Uroleucon pilosellae

Mouse-ear hawkweed aphid

On this page: Identification & Distribution Biology & Ecology Other aphids on the same host

Identification & Distribution:

In life Uroleucon pilosellae apterae are dark reddish grey-brown with black siphunculi and a yellow cauda (see first two pictures below). The antennae are about as long as the body. The fused apical segments of the rostrum (RIV+V) are about 1.2 times the length of the second tarsal segment (HTII). Well developed antesiphuncular sclerites are present. The tibiae have a paler middle section and the coxae are dark (see micrographs below). The first tarsal segment has only 3 hairs (see micrograph below) (cf. Uroleucon cichorii and Uroleucon obscurum which both have 5 hairs on the first tarsal segment). The siphunculi are 1.6 to 1.9 times the length of the cauda (cf. Uroleucon obscurum which has the siphunculi 1.0-1.4 times the length of the cauda). The number of caudal hairs is 12 to 18. The body length of an adult aptera of Uroleucon pilosellae is 2.2-2.5 mm.

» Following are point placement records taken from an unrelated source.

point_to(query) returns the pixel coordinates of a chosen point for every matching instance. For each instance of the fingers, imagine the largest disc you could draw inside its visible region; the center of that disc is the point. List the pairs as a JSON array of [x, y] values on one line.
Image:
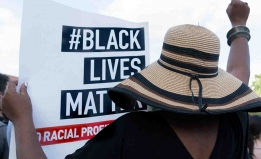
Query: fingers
[[23, 89]]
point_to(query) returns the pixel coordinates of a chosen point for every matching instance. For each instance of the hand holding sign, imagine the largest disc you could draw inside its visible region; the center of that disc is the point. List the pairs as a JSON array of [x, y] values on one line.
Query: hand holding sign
[[238, 12], [17, 107]]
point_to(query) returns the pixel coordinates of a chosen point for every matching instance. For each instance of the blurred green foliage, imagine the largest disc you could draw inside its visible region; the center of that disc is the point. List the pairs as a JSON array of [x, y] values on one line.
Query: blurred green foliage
[[256, 86]]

The micrographs below show dorsal and ventral views of an apterous Uroleucon pilosellae, and a close-up of the first and second tarsal segments showing the number of hairs.

The clarified slide mounts below are of adult viviparous female Uroleucon pilosellae : wingless, and winged.

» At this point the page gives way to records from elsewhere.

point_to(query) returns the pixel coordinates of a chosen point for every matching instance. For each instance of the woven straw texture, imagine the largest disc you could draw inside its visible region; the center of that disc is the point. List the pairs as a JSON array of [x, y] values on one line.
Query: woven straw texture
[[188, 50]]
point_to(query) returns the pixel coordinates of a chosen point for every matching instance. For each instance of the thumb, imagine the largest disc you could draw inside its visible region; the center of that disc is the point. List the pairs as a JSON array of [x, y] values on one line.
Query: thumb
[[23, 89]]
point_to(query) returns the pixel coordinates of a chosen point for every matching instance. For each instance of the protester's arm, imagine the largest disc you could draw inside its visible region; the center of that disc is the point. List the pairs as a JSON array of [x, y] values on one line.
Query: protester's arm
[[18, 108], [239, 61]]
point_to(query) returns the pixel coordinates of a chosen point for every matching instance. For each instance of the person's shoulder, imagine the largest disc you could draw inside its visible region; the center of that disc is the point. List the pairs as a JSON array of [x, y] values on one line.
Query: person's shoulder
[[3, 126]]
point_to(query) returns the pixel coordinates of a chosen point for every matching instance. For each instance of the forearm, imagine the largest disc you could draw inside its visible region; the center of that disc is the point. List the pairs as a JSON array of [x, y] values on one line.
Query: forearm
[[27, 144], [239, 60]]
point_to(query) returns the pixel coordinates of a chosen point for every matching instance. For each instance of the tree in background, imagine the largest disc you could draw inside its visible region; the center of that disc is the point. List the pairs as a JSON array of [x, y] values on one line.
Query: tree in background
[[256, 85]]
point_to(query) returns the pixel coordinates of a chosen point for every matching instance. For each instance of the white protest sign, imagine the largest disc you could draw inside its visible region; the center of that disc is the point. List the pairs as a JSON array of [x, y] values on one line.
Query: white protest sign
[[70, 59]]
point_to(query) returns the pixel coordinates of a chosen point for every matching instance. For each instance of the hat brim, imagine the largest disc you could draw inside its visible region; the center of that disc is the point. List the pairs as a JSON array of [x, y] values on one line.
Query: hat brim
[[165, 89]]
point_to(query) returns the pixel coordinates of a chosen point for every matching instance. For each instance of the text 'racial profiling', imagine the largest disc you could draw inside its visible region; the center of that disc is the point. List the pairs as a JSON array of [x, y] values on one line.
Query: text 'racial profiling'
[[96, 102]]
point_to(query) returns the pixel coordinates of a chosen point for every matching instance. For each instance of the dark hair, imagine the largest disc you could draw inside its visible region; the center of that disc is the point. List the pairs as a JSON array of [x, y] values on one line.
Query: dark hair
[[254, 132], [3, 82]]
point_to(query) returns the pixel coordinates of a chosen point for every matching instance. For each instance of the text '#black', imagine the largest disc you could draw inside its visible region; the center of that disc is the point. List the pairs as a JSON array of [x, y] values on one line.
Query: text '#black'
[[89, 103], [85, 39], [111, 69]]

Micrographs of clarified mounts by permission of Roger Blackman, copyright AWP all rights reserved.

Uroleucon pilosellae is found on the flower stems of Hieracium pilosella and possibly other Hieracium throughout Europe. Laamari et al. (2013) have recently recorded it on Leontodon hispidus.

Our observations appear to be the first, and only, record of Uroleucon pilosellae in UK on its host to date.
First observedby: Influential Points25 July 2013at: Dundreggan estate, Scotland


Biology & Ecology

Whether Uroleucon pilosellae is both specific to Hieracium pilosella and is the only Uroleucon regularly feeding on this plant is unclear. Heie (1980-1995) states explicitly that the otherwise very similar Uroleucon cichorii does not occur on this plant, whilst Blackman & Eastop (2006) record 5 Uroleucon species on it, including Uroleucon cichorii.

The leaves of mouse-ear hawkweed (Hieracium pilosellae) are setose above and on the margins, and white beneath with long soft hairs (see below first).


The flower bracts and stem are clothed with dense stellate, glandular and pilose hairs (see above second). These characteristics are markedly different from other Hieracium species, so it would not be unreasonable to expect that a different species has evolved to exploit Hieracium pilosellae.


Other aphids on same host:

Uroleucon pilosellae has been recorded on Pilosella officinarum, Pilosella caespitosa, Hieracium aurantiacum, Hieracium bauhini, Hieracium cymosum, and Hieracium echioides.


Our particular thanks to Roger Blackman for images of his clarified slide mounts.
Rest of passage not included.